日本の繊維業界が世界の花形産業だった自動車産業の前の昭和の30年代40年代の時代というのは、繊維業界に9割以上の労働者が努めていると言われた。製造したものは国内だけでなく海外にも輸出され世界の脅威となったのである。1ドルが360円での固定相場の時代で、作れば世界中に日本の糸から織物、洋服などの繊維製品が飛ぶように売れていった。この20年の中国のように。

日本製品が最高級品だったかというと、安くて高品質というイメージで、ボリュームゾーンをしっかりと押さえていて、織物工場でも数千メートルの注文というのが普通に動いていて、そういうボリュームゾーンの生産というのは効率化が可能で、単純かつ大きなお金を動かしやすかった。

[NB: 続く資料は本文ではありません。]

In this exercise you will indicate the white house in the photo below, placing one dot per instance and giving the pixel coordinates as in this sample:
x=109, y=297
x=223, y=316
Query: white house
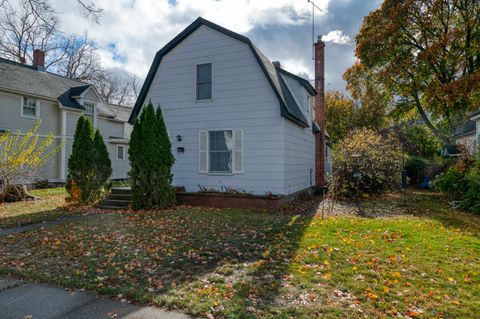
x=235, y=119
x=29, y=93
x=468, y=134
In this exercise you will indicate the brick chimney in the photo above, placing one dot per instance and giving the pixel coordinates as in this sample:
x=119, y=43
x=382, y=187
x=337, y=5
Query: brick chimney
x=39, y=59
x=320, y=143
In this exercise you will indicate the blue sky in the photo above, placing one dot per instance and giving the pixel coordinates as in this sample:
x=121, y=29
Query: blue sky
x=131, y=31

日本のバブル期というのは、ヨーロッパやアメリカが不景気で、日本が良い材料などを独り占めのように使い始めて高級志向が加速した。林与に眠っている1970年代初めころに手に入れた3種類のアイリッシュリネンも当時一番良い糸と呼ばれていたリネン糸で、1ドル360円時代であっても世界一よい材料を買って使おうとするような意気込みとそれが可能な背景があった。

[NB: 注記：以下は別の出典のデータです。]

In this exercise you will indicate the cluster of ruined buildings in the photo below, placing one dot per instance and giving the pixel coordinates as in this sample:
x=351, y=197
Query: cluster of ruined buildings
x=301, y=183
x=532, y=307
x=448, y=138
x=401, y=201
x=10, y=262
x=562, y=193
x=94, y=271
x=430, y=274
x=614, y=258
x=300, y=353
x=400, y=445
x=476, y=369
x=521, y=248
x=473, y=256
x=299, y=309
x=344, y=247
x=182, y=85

着物世界からするとリネン糸というのはまだ安いという感覚があって、手織りの糸などは紡績のラミー糸でもバルクで買って、1kgが3万円とかいう糸を使っていたから、60年前で1kgの白い糸が3万円というような超高級な世界が日本にあった。昔の織物のほうが今の織物よりも糸などもきれいなのは当たり前といえば当たり前。

1ドルが360円で、加工貿易的に貯まったお金がどこに流れていったかというと土地や株やゴフル会員権、絵画、接待や飲み会。それらにお金を使うと、さらにお金が増えるという構造で、バブルは加速し、1989年12月29日の株価最高を記録したあと山一やサンヨー証券の破綻で崩壊を迎えた。そこから20年はデフレ不況で安いものしか売れない時代に突入、正社員雇用で年功序列型賃金制で高齢化し給料の高かった地場産業系の繊維業は苦戦し、国内も新興の大手のSPAが若い人たちを非正規雇用で需要に応じて柔軟に調整できる形で伸びていった。

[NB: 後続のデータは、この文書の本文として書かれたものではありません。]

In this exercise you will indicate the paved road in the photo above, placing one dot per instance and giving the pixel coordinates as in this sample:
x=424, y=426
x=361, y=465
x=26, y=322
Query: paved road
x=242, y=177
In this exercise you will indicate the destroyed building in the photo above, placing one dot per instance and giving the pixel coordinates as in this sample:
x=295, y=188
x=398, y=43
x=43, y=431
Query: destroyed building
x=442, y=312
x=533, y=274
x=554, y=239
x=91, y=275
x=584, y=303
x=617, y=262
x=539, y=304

バブル期というのは土地をもっている田舎の時代だったともいえ、繊維産業というのは製造業で田舎をベースとしているので、ものづくりで財を成した部分以上に、土地を担保にお金を借りればお金が増えるような土地神話のような国策と連動していたともいえる。昭和の時代の経営者の才覚というものはそういう国策に支えられていたようなところがあって、厳しい時代になって国策の方向性が変わったときにはまったく通用がしないものだったりもして、今まで普通にできてきたからそのままでもいつかうまくいくだろうという考えで経営者も労働者も変われないまま、周りはどんどんと変わって積極的に仕事を生み出して厳しい状況を乗り越えているのに、仕事はあって人がいてもできる人がないみたいな外の現実がみえないような閉じた世界があったりもする。外の世界がというのが、日本国内というよりも他の国との国際競争があることが見えていないと。